Come fare, in pratica? «Trovo una risposta – scrive il Papa – nella parabola del buon samaritano, che è anche una parabola del comunicatore. Chi comunica, infatti, si fa prossimo. E il buon samaritano non solo si fa prossimo, ma si fa carico di quell’uomo che vede mezzo morto sul ciglio della strada. […] Comunicare significa quindi prendere consapevolezza di essere umani, figli di Dio. Mi piace definire questo potere della comunicazione come “prossimità”».

Nella parabola, il viaggiatore soccorso dal samaritano era stato ridotto in fin di vita dai briganti. «Quando la comunicazione ha il prevalente scopo di indurre al consumo o alla manipolazione delle persone, ci troviamo di fronte a un’aggressione violenta come quella subita dall’uomo percosso dai briganti e abbandonato lungo la strada, come leggiamo nella parabola». I briganti ci sono ancora, si sono solo aggiornati quanto ai metodi: «corriamo il rischio che alcuni media ci condizionino» e c’inducano al male.

La ricetta di Papa Francesco è la stessa proposta dai Pontefici precedenti quanto a Internet e Facebook: sono grandi occasioni per un primo contatto, ma poi bisogna passare dall’incontro virtuale a quello personale, faccia a faccia. «Non basta passare lungo le “strade” digitali, cioè semplicemente essere connessi: occorre che la connessione sia accompagnata dall’incontro vero». «Non sono le strategie comunicative a garantire la bellezza, la bontà e la verità della comunicazione. Anche il mondo dei media non può essere alieno dalla cura per l’umanità, ed è chiamato ad esprimere tenerezza. La rete digitale può essere un luogo ricco di umanità, non una rete di fili ma di persone umane. La neutralità dei media è solo apparente: solo chi comunica mettendo in gioco se stesso può rappresentare un punto di riferimento. Il coinvolgimento personale è la radice stessa dell’affidabilità di un comunicatore. Proprio per questo la testimonianza cristiana, grazie alla rete, può raggiungere le periferie esistenziali».

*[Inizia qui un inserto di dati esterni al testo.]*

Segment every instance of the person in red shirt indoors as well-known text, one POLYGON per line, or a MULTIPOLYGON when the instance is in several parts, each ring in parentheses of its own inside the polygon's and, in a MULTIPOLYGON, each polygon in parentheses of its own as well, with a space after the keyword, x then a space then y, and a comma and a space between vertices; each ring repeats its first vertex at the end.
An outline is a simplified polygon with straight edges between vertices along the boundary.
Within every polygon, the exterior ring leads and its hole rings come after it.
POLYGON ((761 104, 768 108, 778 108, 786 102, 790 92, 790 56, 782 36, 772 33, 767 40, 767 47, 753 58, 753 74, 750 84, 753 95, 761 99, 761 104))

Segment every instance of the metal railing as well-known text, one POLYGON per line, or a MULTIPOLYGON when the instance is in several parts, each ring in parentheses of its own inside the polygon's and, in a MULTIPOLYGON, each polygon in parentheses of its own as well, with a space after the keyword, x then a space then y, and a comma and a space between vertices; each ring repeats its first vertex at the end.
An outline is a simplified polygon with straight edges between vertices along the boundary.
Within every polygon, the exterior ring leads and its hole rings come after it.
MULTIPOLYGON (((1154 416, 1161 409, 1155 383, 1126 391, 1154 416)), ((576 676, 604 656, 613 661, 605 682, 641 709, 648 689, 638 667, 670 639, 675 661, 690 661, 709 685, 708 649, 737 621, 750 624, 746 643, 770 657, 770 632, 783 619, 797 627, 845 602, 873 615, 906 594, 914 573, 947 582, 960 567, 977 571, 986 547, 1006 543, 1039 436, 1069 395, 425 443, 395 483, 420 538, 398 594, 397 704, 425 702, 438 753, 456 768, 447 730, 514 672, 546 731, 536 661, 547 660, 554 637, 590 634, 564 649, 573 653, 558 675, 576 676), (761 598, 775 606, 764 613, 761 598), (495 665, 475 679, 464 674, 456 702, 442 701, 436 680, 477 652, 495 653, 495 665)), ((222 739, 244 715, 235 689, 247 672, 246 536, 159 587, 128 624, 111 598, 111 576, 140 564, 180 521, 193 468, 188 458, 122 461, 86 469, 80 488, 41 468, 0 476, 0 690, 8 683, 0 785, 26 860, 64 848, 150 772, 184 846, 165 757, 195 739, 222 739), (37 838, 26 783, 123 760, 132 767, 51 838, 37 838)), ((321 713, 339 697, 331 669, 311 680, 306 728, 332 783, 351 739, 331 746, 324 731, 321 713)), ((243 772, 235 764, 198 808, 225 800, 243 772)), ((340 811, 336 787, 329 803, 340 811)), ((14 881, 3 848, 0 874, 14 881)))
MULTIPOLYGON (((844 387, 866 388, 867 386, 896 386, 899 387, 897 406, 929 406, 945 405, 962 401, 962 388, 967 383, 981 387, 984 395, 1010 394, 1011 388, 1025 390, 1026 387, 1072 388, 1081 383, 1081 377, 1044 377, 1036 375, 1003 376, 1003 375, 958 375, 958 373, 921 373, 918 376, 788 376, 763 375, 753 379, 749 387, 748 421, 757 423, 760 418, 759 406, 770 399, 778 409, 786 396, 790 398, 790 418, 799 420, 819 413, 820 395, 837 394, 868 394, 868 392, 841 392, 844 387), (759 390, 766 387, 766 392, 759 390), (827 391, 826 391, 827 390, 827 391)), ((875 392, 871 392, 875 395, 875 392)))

Il Papa lo ripete spesso: «tra una Chiesa accidentata che esce per strada, e una Chiesa ammalata di autoreferenzialità, non ho dubbi nel preferire la prima». E tra le strade per cui oggi i cristiani devono uscire, che non scegliamo noi e sono «quelle dove la gente vive», «ci sono anche quelle digitali, affollate di umanità, spesso ferita: uomini e donne che cercano una salvezza o una speranza. Anche grazie alla rete il messaggio cristiano può viaggiare “fino ai confini della terra” (At 1,8). Aprire le porte delle chiese significa anche aprirle nell’ambiente digitale, sia perché la gente entri, in qualunque condizione di vita essa si trovi, sia perché il Vangelo possa varcare le soglie del tempio e uscire incontro a tutti». Anche i social network, da Facebook a Twitter, «sono oggi uno dei luoghi in cui vivere questa vocazione a riscoprire la bellezza della fede, la bellezza dell’incontro con Cristo. Anche nel contesto della comunicazione serve una Chiesa che riesca a portare calore, ad accendere il cuore».

Non si tratta, spiega il Pontefice, di saturare la rete con un «bombardamento di messaggi religiosi», ma di avvicinare gli altri, come scriveva un anno fa Benedetto XVI – citato ora da Papa Francesco – nel suo ultimo messaggio per la Giornata Mondiale delle Comunicazioni Sociali, «attraverso la disponibilità a coinvolgersi pazientemente e con rispetto nelle loro domande e nei loro dubbi, nel cammino di ricerca della verità e del senso dell’esistenza umana».

La sfida, commenta Francesco, «richiede profondità, attenzione alla vita, sensibilità spirituale». «La nostra luminosità non provenga da trucchi o effetti speciali, ma dal nostro farci prossimo di chi incontriamo ferito lungo il cammino, con amore, con tenerezza». «Non abbiate timore di farvi cittadini dell’ambiente digitale», conclude il Papa. «La rivoluzione dei mezzi di comunicazione e dell’informazione è una grande e appassionante sfida, che richiede energie fresche e un’immaginazione nuova per trasmettere agli altri la bellezza di Dio».